Gurur verici elbette. Her şeyden önce okur tarafından kabul edilen, sevilen, takip edilen bir diziyi yönetmenin heyecanını yaşıyorum. Sevdiğimiz, bizi heyecanlandıran kitapların başka pek çok okurda da aynı beklentiyle karşılandığını görmek o gizli kardeşlik bağını kuvvetlendiriyor. Her yeni, iyi kitapla birbirine biraz daha yaklaşan, tanışan, kaynaşan Borgesyen bir gizli okurluk örgütündeymiş gibi hissetmiyor musunuz siz de bazen? Dışarıda başka şeyler oluyor olabilir, her bir kişinin farklı aidiyetleri, farklı hayat tercihleri, farklı zevkleri, görüşleri olabilir; dünya bütün iyiliğiyle kötülüğüyle saçmalığıyla kendine has mantığıyla, tutarlı ya da tutarsızca dönmeye devam edebilir, dönüyor da. Ama bu örgütün kapısından içeri adım attığımızda mümkün olan en saf, katıksız heyecanı paylaşmaya başlıyoruz. Kardeşliğe çok benzeyen bu bağlılık hissini Exlibris dizisi yayına başlayınca daha yoğun hissetmeye başladığımı söyleyebilirim. Kütüphanemizde olmayan ya da yıpranmış kitapları sahaflarda aramak yerine Ketebe’den yayımlayarak yenilediğimizi, yerine koyduğumuzu söyleyenler oluyor gülerek. Önceleri, bu şakanın altında şımarıklığımıza yapılan bir gizli vurgu aramadım desem yalan olur. Ama düşününce “bir kitaplık inşa etmek” amacıyla yola çıktığını en başından dile getiren bizler için bu şaka tam da yerli yerine oturuyor. Evet, hepimiz için bir kitaplık inşa etmek, içinde bir miktar şımarıklık da barındıran bir eylemdir. İyi ki.
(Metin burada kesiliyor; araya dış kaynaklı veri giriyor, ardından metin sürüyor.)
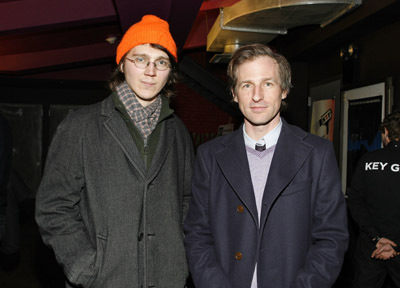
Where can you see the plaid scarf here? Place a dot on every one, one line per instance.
(144, 118)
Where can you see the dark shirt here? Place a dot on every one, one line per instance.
(374, 194)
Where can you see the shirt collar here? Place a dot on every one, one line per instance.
(270, 139)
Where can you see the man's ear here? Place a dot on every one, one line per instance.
(234, 95)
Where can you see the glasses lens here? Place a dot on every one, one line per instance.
(162, 64)
(140, 61)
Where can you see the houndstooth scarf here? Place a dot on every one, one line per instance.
(144, 118)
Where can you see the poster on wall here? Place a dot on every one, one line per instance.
(364, 110)
(323, 118)
(324, 111)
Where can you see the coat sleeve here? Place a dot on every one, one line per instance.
(204, 266)
(57, 207)
(189, 159)
(329, 232)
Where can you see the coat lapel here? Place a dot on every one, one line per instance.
(232, 160)
(290, 154)
(116, 126)
(164, 145)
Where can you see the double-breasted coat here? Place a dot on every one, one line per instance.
(302, 234)
(111, 221)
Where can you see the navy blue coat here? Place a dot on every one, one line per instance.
(303, 228)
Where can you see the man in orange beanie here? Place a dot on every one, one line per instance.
(116, 185)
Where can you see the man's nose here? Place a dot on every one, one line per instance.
(258, 94)
(151, 69)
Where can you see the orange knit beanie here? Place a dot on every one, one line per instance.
(150, 30)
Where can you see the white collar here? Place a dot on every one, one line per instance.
(270, 139)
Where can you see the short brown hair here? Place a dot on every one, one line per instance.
(253, 51)
(117, 77)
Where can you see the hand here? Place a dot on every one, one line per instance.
(384, 249)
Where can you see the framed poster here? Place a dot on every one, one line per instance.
(324, 105)
(363, 111)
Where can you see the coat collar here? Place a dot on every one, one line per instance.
(290, 153)
(116, 126)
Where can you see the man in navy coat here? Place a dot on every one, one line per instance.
(267, 208)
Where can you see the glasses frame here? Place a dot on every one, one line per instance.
(148, 63)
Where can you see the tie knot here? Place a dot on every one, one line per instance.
(260, 147)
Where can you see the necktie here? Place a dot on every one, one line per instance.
(260, 147)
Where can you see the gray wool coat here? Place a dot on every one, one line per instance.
(110, 221)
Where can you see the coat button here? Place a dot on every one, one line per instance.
(238, 256)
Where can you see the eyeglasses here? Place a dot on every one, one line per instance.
(142, 62)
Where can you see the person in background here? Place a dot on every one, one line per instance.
(374, 200)
(116, 186)
(267, 208)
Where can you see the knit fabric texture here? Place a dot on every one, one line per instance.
(150, 30)
(144, 118)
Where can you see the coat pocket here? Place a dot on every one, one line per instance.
(297, 187)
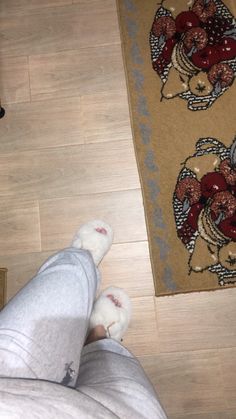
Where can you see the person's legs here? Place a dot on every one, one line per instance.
(43, 328)
(114, 377)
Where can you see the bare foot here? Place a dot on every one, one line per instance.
(95, 334)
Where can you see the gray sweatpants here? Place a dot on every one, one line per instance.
(43, 330)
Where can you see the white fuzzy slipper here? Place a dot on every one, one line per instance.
(112, 309)
(95, 236)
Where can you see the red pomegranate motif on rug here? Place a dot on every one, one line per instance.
(204, 204)
(194, 51)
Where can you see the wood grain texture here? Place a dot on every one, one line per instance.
(66, 171)
(122, 210)
(47, 30)
(197, 321)
(21, 268)
(105, 117)
(14, 80)
(32, 126)
(142, 337)
(19, 7)
(71, 73)
(19, 227)
(71, 149)
(187, 382)
(128, 265)
(228, 368)
(3, 287)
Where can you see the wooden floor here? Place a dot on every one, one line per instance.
(66, 156)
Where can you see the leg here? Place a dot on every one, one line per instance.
(112, 376)
(43, 328)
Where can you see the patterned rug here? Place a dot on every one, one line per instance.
(180, 63)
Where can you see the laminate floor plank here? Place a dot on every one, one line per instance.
(78, 72)
(122, 210)
(188, 382)
(32, 126)
(197, 321)
(19, 227)
(14, 79)
(66, 171)
(54, 29)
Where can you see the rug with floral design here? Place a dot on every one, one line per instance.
(180, 61)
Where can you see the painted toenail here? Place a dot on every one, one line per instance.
(101, 230)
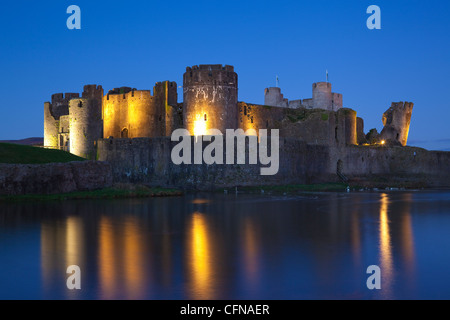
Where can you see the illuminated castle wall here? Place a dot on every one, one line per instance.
(209, 98)
(131, 113)
(210, 94)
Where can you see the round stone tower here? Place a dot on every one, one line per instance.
(209, 98)
(322, 97)
(86, 124)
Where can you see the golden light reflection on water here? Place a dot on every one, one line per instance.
(386, 263)
(133, 259)
(251, 253)
(106, 263)
(121, 269)
(200, 263)
(74, 241)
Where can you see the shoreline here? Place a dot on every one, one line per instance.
(133, 191)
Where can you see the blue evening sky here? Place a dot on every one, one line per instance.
(137, 43)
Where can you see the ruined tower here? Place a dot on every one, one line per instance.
(131, 113)
(53, 111)
(396, 121)
(86, 124)
(209, 98)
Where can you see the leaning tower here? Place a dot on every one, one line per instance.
(86, 124)
(209, 98)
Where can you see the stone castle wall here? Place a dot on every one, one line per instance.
(148, 160)
(16, 179)
(136, 113)
(210, 97)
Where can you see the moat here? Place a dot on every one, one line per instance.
(217, 246)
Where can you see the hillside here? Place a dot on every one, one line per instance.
(22, 154)
(28, 141)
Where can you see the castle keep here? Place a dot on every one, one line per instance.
(210, 101)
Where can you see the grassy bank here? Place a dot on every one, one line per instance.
(116, 192)
(293, 188)
(21, 154)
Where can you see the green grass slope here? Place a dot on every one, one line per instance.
(21, 154)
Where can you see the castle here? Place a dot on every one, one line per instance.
(210, 101)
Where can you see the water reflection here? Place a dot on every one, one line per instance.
(199, 257)
(224, 247)
(385, 248)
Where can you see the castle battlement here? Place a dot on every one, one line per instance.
(210, 101)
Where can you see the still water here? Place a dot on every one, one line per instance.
(214, 246)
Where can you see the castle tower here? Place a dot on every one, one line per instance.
(52, 114)
(346, 127)
(273, 97)
(322, 96)
(86, 123)
(396, 122)
(209, 98)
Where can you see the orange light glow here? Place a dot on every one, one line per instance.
(200, 258)
(385, 246)
(199, 126)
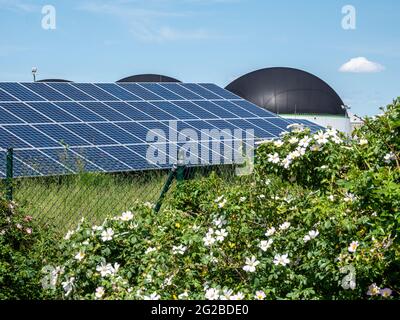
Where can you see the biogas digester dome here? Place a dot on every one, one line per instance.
(293, 93)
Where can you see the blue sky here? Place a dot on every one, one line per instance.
(207, 41)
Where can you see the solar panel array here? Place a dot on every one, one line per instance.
(62, 128)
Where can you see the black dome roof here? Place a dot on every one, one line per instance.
(288, 91)
(148, 78)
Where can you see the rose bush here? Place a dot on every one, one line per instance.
(24, 248)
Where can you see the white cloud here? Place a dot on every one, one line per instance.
(361, 65)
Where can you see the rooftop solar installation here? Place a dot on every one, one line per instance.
(63, 128)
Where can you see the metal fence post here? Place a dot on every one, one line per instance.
(9, 174)
(180, 171)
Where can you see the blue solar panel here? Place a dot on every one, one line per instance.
(102, 159)
(196, 110)
(135, 128)
(151, 110)
(181, 91)
(25, 112)
(8, 140)
(174, 110)
(126, 155)
(80, 112)
(215, 109)
(53, 112)
(116, 133)
(71, 160)
(7, 117)
(161, 91)
(32, 136)
(62, 135)
(20, 92)
(129, 110)
(71, 92)
(35, 160)
(118, 92)
(92, 90)
(6, 97)
(219, 91)
(104, 111)
(89, 134)
(139, 91)
(63, 128)
(257, 111)
(235, 109)
(45, 91)
(206, 94)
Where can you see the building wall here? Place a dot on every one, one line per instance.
(339, 123)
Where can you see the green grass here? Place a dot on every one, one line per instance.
(63, 201)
Aynı zamanda bir yazar olarak, bu çeviriler/çalışmalar sizin için nasıl bir anlam ifade ediyor? Sizin okuma pratiklerinizde/alışkanlıklarınızda bu isimlerin/kitapların yeri nedir?
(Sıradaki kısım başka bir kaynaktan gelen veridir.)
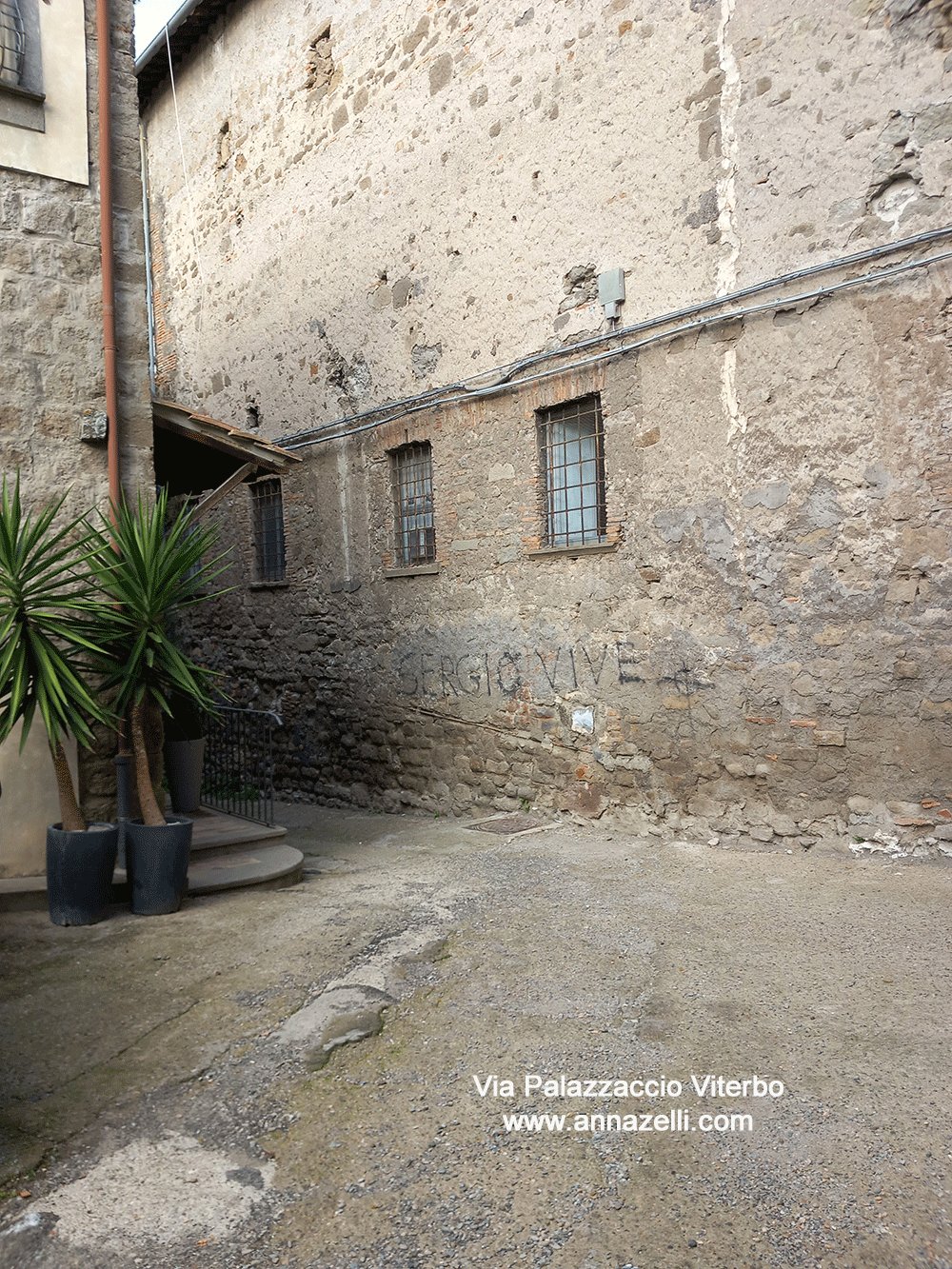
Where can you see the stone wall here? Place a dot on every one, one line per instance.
(425, 194)
(51, 328)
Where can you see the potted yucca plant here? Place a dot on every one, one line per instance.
(147, 574)
(48, 647)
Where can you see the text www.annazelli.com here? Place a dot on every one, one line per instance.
(678, 1120)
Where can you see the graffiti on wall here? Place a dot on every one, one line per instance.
(446, 675)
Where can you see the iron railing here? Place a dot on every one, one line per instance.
(239, 766)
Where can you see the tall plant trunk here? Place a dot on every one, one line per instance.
(70, 812)
(151, 815)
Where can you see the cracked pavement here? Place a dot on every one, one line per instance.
(288, 1077)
Bir yayıncılık klişesidir ama gerçek de bu olduğu için söylemeliyim: Özellikle Exlibris dizisi için “okumak istediğimiz” tekrar tekrar okumak istediğimiz kitapları yayımlıyoruz. Borges, Poe, Derrida, Peter Bischel, Octavio Paz… Bu isimlerin her biri benim ya da Furkan’ın okurluk macerasında önemli isimler. Bizden herhangi bir mecra herhangi bir tavsiye listesi istense zaten mutlaka yazacak olduğumuz isimler. Bu anlamda üzerimizde başka birçok yazarla birlikte hakkı olan şairler, yazarlar, teorisyenler. Onların edebiyat üzerine düşüncelerini de bu yüzden merak ediyor, önemsiyor, öneriyoruz.
Son bir soru olarak, Exlibris serisi nasıl devam edecek? Önümüzdeki süreçte bizi neler bekliyor?
Aslında ben Exlibris dizisini takip eden, edecek olan okurlarımıza Ketebe Poetika dizisini de mutlaka tavsiye ederim. İki dizi benim zihnimde birbirini tamamlıyor çünkü. Büyük bir yapbozun birbirine en yakın iki parçası.
Exlibris, edebiyata dair “içerden sohbetler”i, dolaysız, samimi “diyalog”u, Poetika ise yine ve doğal olarak merkezinde edebiyat olan teoriyi kucaklamaya çalışıyor.
Ketebe Poetika dizisinden bugüne kadar Paul Valery’nin Şiir Sanatı, Marjorie Perloff’un Radikal Zanaat’ı Handan Acar Yıldız’ın Karanlıkta Patlama’sı gibi çok iyi kitaplar yayımladık. Bu yüzden “tezgahtakiler”, sorunuza hem Exlibris hem Poetika dizisi adına cevap vereyim:
Helen Gardner’ın Norton Konferansları bünyesinde yaptığı edebiyat konuşmaları (In Defans of the Imagination) Kasım ayında raflarda olacak. Ömer Seyfettin’in Genç Kızlar için Altı Derste Tabii Yazmak Sanatı başlıklı mektupları ve edebiyat yazıları, Derrida’nın Edebiyat Edimleri, Northrop Frye’ın Hayal Gücünü Eğitmek, Mesut Koçak’ın yayına hazırladığı Tutunamayanlar Kitabı, Harold Bloom’un Why to Read and Write eseri de 2020 yılında okurla buluşturmak için gayret ettiğimiz eserlerden bazıları.